Our work in the fruit fly shows that when we reduce expression of Ak1, there is improvement in movement. The goal of this proposal is to determine whether that is also true in mice. First, we will induce Parkinson’s-like symptoms in mice that are genetically engineered to lack the Ak1 gene. The hypothesis is that these mice will be relatively resistant to traditional Parkinson’s symptoms compared to normal mice. Next, we will determine in which cell types and brain regions Ak1 is expressed. This will give us a better idea of where and how the gene acts to worsen PD. It will help us decide whether we can give an oral drug to reduce Ak1 activity everywhere or whether we need to use a biological drug to target it in specific cells. 

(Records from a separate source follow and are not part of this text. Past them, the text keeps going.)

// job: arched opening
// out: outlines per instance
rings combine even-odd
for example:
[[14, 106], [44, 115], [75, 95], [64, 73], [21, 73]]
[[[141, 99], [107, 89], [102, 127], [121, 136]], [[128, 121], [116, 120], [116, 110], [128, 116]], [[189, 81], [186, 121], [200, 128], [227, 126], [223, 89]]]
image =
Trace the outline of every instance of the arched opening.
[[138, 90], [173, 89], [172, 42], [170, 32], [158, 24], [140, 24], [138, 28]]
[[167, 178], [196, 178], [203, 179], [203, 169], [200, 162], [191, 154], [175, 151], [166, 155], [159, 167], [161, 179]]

Relevance to Diagnosis/Treatment of Parkinson’s Disease:

This work will validate Ak1 as a therapeutic target in mice. If successful, we will use the information learned here to design a specific drug to inhibit Ak1, which can then be tested in additional models, including non-human primates, and eventually in first-in-human studies. Our work indicates that Ak1 is a disease-modifying therapy, rather than a symptomatic therapy, meaning that it could be the first ever therapy that slows down progression of PD rather than simply helping with the symptoms.